Major Cecil Wedgwood, DSO (28 March 1863 – 3 July 1916) was a British soldier and partner in the Wedgwood pottery firm. He was the first Mayor of Stoke-on-Trent.
Wedgwood was the only son of Godfrey Wedgwood and his first wife Mary Jane Jackson Hawkshaw, (daughter of the great civil engineer Sir John Hawkshaw, and the poet Ann Hawkshaw) who died shortly after he was born. He was the great-great-grandson of the potter Josiah Wedgwood.
Wedgwood became a partner in the firm in 1884 with his uncle Laurence Wedgwood and later his cousin Francis Hamilton Wedgwood. He married Lucie Gibson in 1888, and they had two daughters, one of whom married a brother of the Wedgwood pottery designer Daisy Makeig-Jones;
Wedgwood was commissioned a lieutenant in the 4th (Militia) Battalion, North Staffordshire Regiment in 1883. He was promoted to major on 12 September 1900, and served as Station Commandant in South Africa during the Second Boer War. After the end of hostilities he returned home in June 1902, and resigned from his commission the following month. He was awarded the Distinguished Service Order (DSO) in 1902 for his services during the war.
He was the first Mayor of the Federated County Borough of Stoke-on-Trent in 1910 and 1911.
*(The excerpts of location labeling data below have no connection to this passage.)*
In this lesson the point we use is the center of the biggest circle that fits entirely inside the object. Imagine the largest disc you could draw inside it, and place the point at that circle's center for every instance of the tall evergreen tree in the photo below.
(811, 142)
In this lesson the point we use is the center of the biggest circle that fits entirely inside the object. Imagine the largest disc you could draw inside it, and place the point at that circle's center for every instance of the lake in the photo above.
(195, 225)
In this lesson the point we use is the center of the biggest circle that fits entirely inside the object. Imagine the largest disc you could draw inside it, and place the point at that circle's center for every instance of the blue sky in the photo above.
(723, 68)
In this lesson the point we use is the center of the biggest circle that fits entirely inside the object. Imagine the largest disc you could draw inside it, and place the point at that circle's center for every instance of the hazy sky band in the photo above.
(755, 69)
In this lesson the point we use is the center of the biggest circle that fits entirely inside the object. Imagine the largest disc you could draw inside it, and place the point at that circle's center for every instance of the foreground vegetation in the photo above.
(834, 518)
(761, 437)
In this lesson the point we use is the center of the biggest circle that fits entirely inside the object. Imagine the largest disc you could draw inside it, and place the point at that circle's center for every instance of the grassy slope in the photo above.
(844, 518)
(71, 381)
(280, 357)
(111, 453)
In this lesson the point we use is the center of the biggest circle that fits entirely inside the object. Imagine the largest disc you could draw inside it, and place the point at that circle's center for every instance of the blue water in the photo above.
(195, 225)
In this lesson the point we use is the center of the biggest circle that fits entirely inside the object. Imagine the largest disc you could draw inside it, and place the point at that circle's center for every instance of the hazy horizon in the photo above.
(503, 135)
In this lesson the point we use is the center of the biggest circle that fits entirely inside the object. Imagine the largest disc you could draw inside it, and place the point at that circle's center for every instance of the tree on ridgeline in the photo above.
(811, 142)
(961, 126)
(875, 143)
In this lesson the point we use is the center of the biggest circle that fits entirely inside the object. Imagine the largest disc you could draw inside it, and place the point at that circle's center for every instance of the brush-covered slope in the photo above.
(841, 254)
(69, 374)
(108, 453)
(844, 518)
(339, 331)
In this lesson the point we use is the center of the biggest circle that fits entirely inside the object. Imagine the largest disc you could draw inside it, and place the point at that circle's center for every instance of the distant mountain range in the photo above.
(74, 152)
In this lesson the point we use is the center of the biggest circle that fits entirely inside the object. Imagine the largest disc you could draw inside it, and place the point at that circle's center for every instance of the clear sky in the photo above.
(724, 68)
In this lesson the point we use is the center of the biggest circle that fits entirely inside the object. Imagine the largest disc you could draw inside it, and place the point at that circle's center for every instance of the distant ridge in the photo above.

On the outbreak of World War I in 1914 he raised the 7 th Battalion, North Staffordshire Regiment. He was killed at the La Boiselle during the Battle of the Somme in July 1916. His body was found and identified by James Leather, a 21-year-old bandsman and stretcher bearer. He is buried at the Bapaume Post Military Cemetery in Albert, Somme.